The program still faces other challenges, including a case in federal court in Texas, where Republican attorneys general have asked a judge to declare it unlawful. And Trump’s administration could appeal the ruling by Garaufis in the days ahead.
Immigration advocates said they hoped the administration would not continue its legal fight to end the program given the arrival of a new, Democratic administration in less than two months.
President-elect Joe Biden has vowed to restore the DACA program when he takes office, but a legislative solution that would permanently allow these immigrants to live and work legally in the United States remains elusive, leaving their fates to the shifting political winds in Washington.
If the judge’s order still stands by the time Biden takes office in January, the new president would need to do nothing to make good on his promise. But Biden is certain to face intense pressure from immigrant groups to fight for a broad overhaul of the nation’s immigration laws that would take care of the “Dreamers” and millions of other immigrants in the U.S. illegally.
Comprehensive legislation, including one that would provide a path to citizenship for some immigrants, would be less vulnerable to legal challenges than DACA, which Obama created using the executive powers of his office after Congress repeatedly refused to act.
But securing passage of a bill that includes citizenship could be difficult for Biden, especially if Republicans still control the Senate after two runoff elections in Georgia early in January.
Americans have historically considered DACA beneficiaries to be among the most sympathetic categories of immigrants. Having violated immigration laws through no fault of their own by being brought to the United States as minors, they are required to have a high school diploma or GED, unless they have served in the military, and they must maintain a clean criminal record to hold on to their status.
In a Pew survey conducted in June, about three-quarters of respondents, including majorities of both Democrats and Republicans, favored extending a pathway to permanent legal status to the “Dreamers.”
The program has had generational impact. Researchers estimate that 250,000 U.S.-born children have at least one parent who is enrolled in DACA, and that about 1.5 million people in the United States live with a beneficiary of the program.

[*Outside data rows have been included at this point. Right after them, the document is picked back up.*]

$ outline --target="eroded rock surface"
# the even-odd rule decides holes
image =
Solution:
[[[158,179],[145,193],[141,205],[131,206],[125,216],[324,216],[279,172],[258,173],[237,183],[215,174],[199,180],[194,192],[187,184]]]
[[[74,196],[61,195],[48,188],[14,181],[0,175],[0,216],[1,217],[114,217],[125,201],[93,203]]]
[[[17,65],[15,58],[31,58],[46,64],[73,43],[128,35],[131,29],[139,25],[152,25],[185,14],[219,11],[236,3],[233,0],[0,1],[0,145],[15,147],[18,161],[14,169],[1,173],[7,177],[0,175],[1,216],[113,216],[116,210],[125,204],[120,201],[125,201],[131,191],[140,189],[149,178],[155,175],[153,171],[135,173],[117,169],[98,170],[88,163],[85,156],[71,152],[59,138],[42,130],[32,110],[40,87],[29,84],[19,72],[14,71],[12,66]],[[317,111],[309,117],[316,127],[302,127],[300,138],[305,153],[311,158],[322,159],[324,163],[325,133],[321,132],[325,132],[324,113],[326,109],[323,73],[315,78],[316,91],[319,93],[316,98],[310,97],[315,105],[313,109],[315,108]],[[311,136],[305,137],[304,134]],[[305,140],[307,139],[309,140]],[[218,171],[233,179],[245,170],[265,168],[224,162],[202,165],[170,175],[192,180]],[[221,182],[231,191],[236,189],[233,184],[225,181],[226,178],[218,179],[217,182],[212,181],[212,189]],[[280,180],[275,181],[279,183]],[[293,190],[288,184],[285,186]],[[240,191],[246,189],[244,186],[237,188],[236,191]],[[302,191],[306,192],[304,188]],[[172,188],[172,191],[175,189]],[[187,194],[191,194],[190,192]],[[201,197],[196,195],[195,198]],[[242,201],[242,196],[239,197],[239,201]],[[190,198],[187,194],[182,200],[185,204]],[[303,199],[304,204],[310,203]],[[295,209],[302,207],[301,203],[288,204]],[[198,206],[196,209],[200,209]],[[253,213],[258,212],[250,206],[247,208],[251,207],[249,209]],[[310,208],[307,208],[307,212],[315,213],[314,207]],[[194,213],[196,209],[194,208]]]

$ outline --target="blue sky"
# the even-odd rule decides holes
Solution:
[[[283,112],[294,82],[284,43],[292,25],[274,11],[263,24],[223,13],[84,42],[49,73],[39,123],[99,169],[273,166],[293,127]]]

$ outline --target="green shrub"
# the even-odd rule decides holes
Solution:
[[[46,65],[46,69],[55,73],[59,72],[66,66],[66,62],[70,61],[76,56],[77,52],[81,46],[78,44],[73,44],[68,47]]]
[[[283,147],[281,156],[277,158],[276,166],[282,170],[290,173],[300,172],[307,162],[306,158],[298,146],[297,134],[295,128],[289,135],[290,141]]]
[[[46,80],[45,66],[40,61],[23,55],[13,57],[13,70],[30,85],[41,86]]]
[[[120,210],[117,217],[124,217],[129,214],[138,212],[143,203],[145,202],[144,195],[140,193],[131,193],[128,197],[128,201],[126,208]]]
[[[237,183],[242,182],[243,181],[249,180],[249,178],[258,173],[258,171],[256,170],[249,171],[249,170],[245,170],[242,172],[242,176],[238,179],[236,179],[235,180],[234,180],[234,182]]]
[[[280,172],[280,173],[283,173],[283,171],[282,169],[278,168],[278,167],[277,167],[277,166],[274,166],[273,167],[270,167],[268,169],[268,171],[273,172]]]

The judge’s ruling on Friday is a significant legal setback to Trump’s yearslong attempt to terminate the program.
As a candidate, Trump insisted that DACA was unconstitutional, and as president he moved to end it in September 2017. That effort was put on hold by federal judges while the merits of the president’s actions were evaluated. The legal battle culminated in a Supreme Court ruling this summer in which the justices said the president had not followed proper procedures to end the program.
In the wake of that ruling, Wolf only partially reinstated the program, refusing to allow new immigrants to apply and slashing the length of renewals to one year, instead of the two years previously allowed.
In November, Garaufis determined that the partial reinstatement was invalid because it had been issued in the form of a memo by Wolf, who Garaufis found had been unlawfully appointed to his position.
Officials at the Department of Homeland Security and the Justice Department did not immediately respond to a request for comment on Friday night.
But the administration has disputed the judge’s determination that Wolf was not properly appointed and has signaled in the past that it intends to fight challenges to the president’s efforts to end or scale back the program.